Laat een cursist de volgende uitspraak van ouderling Gerald N. Lund voorlezen, die later lid van de Zeventig werd:

Afbeelding
Ouderling Gerald N. Lund

‘Beeld u in dat [Jezus Christus] — de Persoon wiens macht, wiens licht, wiens heerlijkheid het heelal samenhoudt, de Persoon die door te spreken zonnestelsels, melkwegstelsel en sterren doet ontstaan — voor goddeloze mensen staat en door hen veroordeeld wordt alsof Hij niets waard is!’ (‘Knowest Thou the Condescension of God?’ in Doctrines of the Book of Mormon: The 1991 Sperry Symposium, red. Bruce A. Van Orden en Brent L. Top [1992], 86.)

Zet Mattheüs 26:47–68 op het bord.

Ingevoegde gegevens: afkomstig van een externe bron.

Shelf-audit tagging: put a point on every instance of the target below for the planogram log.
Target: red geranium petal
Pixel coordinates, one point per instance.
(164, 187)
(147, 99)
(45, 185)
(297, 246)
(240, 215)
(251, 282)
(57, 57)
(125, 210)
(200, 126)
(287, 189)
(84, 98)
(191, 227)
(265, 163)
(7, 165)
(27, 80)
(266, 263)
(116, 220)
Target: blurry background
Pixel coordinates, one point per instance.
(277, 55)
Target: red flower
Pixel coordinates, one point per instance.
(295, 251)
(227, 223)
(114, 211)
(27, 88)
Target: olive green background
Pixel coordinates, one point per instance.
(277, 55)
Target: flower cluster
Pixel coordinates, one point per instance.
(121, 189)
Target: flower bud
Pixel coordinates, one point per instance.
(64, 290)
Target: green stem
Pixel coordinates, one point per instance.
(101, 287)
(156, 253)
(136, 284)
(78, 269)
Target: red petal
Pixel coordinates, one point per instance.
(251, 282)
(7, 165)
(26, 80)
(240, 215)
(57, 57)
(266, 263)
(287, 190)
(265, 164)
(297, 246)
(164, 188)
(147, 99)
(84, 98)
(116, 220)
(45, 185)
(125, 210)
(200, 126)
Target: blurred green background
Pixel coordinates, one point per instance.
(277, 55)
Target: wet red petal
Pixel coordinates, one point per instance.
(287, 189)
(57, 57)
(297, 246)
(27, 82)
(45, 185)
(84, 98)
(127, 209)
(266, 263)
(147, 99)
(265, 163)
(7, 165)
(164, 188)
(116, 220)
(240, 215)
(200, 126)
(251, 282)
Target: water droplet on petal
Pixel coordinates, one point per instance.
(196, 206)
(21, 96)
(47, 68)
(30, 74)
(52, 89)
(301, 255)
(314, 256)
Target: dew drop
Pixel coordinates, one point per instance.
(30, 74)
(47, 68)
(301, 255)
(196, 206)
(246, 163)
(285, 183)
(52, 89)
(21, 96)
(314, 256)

Laat de cursisten in deze verzen zoeken naar hoe Jezus Christus Zich aan de wil van zijn Vader bleef onderwerpen, hoewel Hij door slechte mannen mishandeld en veroordeeld werd. Naargelang de behoeften van uw cursisten kunt u de verzen klassikaal voorlezen, de cursisten in groepjes van twee opdelen en ze samen laten lezen of de cursisten vragen om ze in stilte door te nemen.

Stel na voldoende tijd de volgende vraag:

  • Hoe onderwierp Jezus Christus Zich aan de wil van onze hemelse Vader, hoewel Hij door slechte mannen mishandeld en veroordeeld werd?

Vraag een cursist om Mattheüs 26:53 voor te lezen. Vraag de klas mee te lezen en te letten op wat Jezus zei dat Hij op dat moment had kunnen doen.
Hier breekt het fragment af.